We also saw my mother's cousin and an old friend who runs the motel we used to stay at before discovering these cottages, which allow dogs. And Saturday dawned sunny and warm, so we spent some time on the beach after leaving our cottages, to make up for the three days of rain. So all in all, we had a very nice time.
Each year we go to the Cape, however, there is always at least one major change since the last visit. This time we discovered to our dismay that one of the restaurants I'd been going to since I was a kid (the Eastham Lobster Pool) had closed and is for sale. It had been sold to new owners last year and they had changed the menu and made it a little more trendy. I'm not sure that caused its demise but I do always believe in the old maxim, "If it ain't broke, don't fix it." We'll see whether someone else buys it and reopens it by the time we come up to the Cape again.
The good news is, the Orleans Army Navy Store, which was closed last fall when we were at the Cape, has reopened under new ownership and is still, thankfully, the Army Navy Store. Some traditions just shouldn't die.

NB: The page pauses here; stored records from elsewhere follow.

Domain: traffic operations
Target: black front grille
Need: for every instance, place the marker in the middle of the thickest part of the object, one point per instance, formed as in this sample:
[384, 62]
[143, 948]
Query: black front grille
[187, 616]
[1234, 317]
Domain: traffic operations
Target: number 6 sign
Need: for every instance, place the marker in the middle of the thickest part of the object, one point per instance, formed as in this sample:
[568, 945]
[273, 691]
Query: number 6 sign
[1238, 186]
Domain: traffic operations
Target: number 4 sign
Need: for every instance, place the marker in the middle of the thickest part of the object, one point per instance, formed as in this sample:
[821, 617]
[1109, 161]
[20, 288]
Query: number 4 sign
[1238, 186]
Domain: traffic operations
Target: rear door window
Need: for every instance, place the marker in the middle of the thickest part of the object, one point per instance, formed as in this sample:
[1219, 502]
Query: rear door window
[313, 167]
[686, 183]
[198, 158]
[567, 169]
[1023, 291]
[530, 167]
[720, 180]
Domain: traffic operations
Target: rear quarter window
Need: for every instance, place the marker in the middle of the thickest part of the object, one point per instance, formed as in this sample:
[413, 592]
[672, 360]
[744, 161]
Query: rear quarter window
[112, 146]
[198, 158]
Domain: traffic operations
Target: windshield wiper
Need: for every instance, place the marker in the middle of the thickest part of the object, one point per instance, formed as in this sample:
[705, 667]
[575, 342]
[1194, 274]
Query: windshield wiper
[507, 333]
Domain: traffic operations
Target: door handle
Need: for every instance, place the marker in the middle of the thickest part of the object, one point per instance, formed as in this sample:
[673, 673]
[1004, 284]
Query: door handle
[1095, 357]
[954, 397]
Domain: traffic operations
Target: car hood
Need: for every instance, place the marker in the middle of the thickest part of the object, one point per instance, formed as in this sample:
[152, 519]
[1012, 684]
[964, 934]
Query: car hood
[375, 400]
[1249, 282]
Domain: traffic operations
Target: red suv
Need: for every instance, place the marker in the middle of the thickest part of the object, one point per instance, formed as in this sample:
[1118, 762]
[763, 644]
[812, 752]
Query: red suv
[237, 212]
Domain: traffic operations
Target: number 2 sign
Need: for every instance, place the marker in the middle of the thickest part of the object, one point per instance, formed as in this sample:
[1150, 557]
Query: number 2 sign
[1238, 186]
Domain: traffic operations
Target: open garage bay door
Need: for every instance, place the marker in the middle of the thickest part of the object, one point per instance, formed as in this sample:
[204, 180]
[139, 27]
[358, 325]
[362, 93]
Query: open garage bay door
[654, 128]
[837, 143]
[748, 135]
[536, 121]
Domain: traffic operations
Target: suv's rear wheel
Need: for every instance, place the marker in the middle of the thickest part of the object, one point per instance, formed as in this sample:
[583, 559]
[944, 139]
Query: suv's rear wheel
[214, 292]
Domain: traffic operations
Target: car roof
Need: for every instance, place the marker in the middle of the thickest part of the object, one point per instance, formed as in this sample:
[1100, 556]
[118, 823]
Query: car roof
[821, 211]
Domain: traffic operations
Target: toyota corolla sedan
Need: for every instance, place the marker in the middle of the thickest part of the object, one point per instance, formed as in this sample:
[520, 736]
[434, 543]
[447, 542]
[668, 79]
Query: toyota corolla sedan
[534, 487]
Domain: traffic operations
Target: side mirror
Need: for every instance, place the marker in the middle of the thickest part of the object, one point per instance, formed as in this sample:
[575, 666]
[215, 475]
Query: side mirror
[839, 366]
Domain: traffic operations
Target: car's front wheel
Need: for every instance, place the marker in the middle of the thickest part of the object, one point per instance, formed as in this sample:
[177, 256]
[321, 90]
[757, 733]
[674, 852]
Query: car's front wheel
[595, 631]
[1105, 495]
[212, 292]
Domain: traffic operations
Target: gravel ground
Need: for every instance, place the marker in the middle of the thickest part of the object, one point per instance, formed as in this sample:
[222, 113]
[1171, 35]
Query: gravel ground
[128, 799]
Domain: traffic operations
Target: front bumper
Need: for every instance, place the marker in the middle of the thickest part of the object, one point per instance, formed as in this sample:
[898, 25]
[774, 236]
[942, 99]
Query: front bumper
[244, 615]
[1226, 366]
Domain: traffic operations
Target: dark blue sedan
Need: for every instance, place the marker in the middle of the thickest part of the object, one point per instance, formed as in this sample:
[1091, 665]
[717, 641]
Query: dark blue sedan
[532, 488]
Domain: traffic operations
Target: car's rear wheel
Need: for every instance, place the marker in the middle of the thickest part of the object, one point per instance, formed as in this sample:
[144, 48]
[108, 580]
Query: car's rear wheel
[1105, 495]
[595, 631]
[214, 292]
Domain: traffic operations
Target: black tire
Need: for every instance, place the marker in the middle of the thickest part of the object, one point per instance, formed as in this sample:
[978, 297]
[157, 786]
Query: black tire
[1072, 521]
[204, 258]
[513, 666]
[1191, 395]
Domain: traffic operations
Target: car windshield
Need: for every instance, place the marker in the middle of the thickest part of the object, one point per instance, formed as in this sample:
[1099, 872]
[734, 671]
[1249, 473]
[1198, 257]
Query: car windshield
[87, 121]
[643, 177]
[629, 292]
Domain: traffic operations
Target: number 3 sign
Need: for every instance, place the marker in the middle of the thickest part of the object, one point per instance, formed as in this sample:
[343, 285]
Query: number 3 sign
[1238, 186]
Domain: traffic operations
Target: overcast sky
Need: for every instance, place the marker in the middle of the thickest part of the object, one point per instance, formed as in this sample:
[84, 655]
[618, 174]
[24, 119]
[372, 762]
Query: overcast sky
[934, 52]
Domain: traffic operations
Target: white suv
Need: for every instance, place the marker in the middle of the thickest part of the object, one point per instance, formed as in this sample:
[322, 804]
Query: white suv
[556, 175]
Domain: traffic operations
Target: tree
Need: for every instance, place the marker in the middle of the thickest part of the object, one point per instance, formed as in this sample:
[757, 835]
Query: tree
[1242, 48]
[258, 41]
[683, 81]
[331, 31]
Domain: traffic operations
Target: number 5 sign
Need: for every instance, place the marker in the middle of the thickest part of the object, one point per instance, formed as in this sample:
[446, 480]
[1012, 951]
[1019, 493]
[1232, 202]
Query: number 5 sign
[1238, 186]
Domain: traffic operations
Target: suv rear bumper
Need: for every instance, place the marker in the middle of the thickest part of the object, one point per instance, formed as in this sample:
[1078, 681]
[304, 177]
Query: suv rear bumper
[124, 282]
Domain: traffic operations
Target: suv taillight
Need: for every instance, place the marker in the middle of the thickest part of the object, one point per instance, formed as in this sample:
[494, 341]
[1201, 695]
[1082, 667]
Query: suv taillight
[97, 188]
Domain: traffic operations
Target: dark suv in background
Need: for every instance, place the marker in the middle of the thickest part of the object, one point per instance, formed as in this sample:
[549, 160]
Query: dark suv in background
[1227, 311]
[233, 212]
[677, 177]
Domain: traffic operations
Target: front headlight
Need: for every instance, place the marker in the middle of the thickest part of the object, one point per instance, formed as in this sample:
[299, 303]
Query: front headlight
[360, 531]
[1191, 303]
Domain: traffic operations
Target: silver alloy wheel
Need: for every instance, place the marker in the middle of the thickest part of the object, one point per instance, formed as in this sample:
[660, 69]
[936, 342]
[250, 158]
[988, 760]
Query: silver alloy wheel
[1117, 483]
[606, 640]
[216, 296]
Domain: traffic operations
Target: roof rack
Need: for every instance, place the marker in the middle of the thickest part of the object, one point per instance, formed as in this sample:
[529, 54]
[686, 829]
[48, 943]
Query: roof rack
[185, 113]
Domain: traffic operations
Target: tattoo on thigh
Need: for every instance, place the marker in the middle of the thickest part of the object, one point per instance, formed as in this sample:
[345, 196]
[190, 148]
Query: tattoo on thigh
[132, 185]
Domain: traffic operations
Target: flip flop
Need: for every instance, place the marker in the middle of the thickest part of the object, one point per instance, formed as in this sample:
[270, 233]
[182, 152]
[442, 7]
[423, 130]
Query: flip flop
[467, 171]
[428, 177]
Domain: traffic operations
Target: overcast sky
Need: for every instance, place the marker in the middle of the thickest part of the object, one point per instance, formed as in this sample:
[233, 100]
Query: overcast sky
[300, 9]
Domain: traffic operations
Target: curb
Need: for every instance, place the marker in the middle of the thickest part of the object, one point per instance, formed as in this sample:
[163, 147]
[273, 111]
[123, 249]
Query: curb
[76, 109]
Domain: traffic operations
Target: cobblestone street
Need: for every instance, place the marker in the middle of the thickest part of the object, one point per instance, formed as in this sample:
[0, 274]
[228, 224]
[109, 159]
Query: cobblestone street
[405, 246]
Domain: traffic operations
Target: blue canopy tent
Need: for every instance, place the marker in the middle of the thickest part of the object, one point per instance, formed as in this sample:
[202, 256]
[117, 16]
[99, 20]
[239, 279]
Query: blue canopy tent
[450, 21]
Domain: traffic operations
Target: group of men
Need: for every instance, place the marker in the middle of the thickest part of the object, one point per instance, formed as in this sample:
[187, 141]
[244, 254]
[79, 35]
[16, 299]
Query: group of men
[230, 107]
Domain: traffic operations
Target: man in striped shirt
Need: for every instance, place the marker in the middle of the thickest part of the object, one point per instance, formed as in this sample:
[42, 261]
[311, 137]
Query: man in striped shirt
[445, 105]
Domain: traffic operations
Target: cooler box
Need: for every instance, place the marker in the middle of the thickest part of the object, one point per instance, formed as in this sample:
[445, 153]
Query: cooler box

Whenever I'm at the Cape I feel surrounded by ghosts of my own past, since I've been going to the Cape since I was 2 years old, and it tends to make me nostalgic. This year was particularly poignant, as my mother, now 89, is no longer able to do as much as she used to, and it made me rather melancholy this week; or maybe it was the rain.
At any rate, my mother is getting less steady on her feet and this year for the first time I found she had to take my arm to walk just about anywhere we went, or else she would wobble and lose her balance. My mother was always the one who dragged me on all the nature walks at the National Seashore sites. Now she can barely walk from her cottage to ours.
But my mother and I never stand on false sentimentality. We tend to laugh about things like this rather than let them get us down.
My mother has a cane. It's sitting at home in a corner of her apartment, never used. It's not even hers; my aunt gave it to her because she wouldn't use it either. I have asked my mother why she won't use the cane. "Because it will make me look old." "Mom, you ARE old." "Well, I think it would make me look even older to have a cane." "Mom, it makes you look old to have to lean on my arm everywhere!"
So as my mother and I shuffled along from place to place this week, my refrain was, "Mom, you are SO going to use that cane when we get home!"
I think she may actually try it. I hope so, because after walking along at a snail's pace trying to match my steps to hers all week, I am the one who feels old now!